Am 14. Juli 2026 stand der Münsteraner Hafenplatz ganz im Zeichen der Geodäsie. Wo sonst zahlreiche Fahrräder kreuzen, eroberten Tachymeter, Laserscanner, Copter und Roboterhunde das Gelände, um einen faszinierenden Einblick in die Bandbreite dieses Berufsfeldes zu geben. Der diesjährige Erlebnistag, organisiert von der Nachwuchsinitiative geodäsie.nrw, unterstrich eindrucksvoll die Relevanz der Geodäsie in unserer Gesellschaft. Rund 680 Schülerinnen und Schüler aus Münster und der Region nutzten die Gelegenheit, an zahlreichen Mitmach-Stationen die Praxisnähe und Vielfalt dieses Fachbereichs selbst zu erkunden.

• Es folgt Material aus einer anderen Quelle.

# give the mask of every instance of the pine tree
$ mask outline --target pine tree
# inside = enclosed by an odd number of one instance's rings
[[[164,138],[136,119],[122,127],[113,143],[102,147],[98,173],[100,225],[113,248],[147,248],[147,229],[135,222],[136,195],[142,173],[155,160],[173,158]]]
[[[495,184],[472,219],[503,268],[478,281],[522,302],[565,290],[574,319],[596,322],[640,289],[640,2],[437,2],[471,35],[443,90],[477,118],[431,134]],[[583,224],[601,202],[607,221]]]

Bereits in der Eröffnungsveranstaltung wurde deutlich, dass Geodäsie weit mehr ist als eine rein technische Disziplin. Oberbürgermeister Tilman Fuchs hob hervor, dass geodätische Daten die unverzichtbare Grundlage für zukunftsweisende Entscheidungen bilden. Regierungspräsident Andreas Bothe vertiefte diesen Gedanken: Geodäsie gehe weit über das klassische Vermessen hinaus. Sie schaffe das Fundament, um unsere Welt nicht nur zu verstehen, sondern sie aktiv, verantwortungsvoll und vorausschauend zu gestalten. Sein Fazit: „Geodäsie macht aus Daten Orientierung und aus Orientierung Fortschritt“ – denn wer die Zukunft aktiv mitgestalten will, muss zunächst wissen, wo er aktuell steht.

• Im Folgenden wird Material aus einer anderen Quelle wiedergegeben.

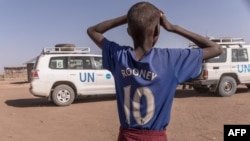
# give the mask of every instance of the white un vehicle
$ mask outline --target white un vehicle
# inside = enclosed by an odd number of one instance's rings
[[[30,92],[58,106],[70,105],[80,95],[115,94],[113,76],[102,68],[101,55],[67,45],[43,49],[31,71]]]
[[[223,47],[223,53],[204,60],[200,76],[185,84],[192,85],[199,93],[210,91],[222,97],[235,94],[238,84],[250,89],[250,45],[242,38],[211,40]]]

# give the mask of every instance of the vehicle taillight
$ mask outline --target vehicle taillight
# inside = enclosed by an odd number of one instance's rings
[[[207,79],[208,78],[208,71],[206,69],[203,70],[203,79]]]
[[[38,70],[32,70],[31,71],[31,79],[38,79]]]

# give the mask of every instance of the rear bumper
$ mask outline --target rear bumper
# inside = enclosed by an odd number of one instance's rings
[[[188,84],[188,85],[217,85],[219,80],[192,80],[192,81],[187,81],[184,82],[183,84]]]
[[[184,82],[183,84],[192,85],[193,87],[201,87],[201,88],[209,88],[211,92],[215,92],[217,90],[219,80],[193,80]]]
[[[32,81],[29,91],[32,95],[37,97],[48,97],[50,95],[50,89],[48,88],[50,88],[48,84]]]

Nach dem offiziellen Auftakt erkundeten die Schülerinnen und Schüler in zwei Zeitblöcken den Parcours, begleitet von erfahrenen Gruppenguides. Dabei war Mitmachen ausdrücklich gewünscht. Unser Fachbereich war als Partner der Initiative auch in diesem Jahr wieder präsent: Neben der Moderation der Eröffnungsfeier gestalteten wir zwei Stationen auf dem Parcours, was einen direkten Austausch mit dem potenziellen Nachwuchs ermöglichte.
Bei der „Mess-Olympiade“ stand die Präzision im Fokus: Ob beim Sandsack-Wurf auf eine Zielmarke oder beim strategischen Turmbau – hier war sowohl ein gutes Augenmaß als auch geschicktes Schätzen gefragt. Die Schülerinnen und Schüler erhielten so einen spielerischen Zugang zur klassischen Vermessung und bewiesen bei den Wettbewerben ihren Ehrgeiz.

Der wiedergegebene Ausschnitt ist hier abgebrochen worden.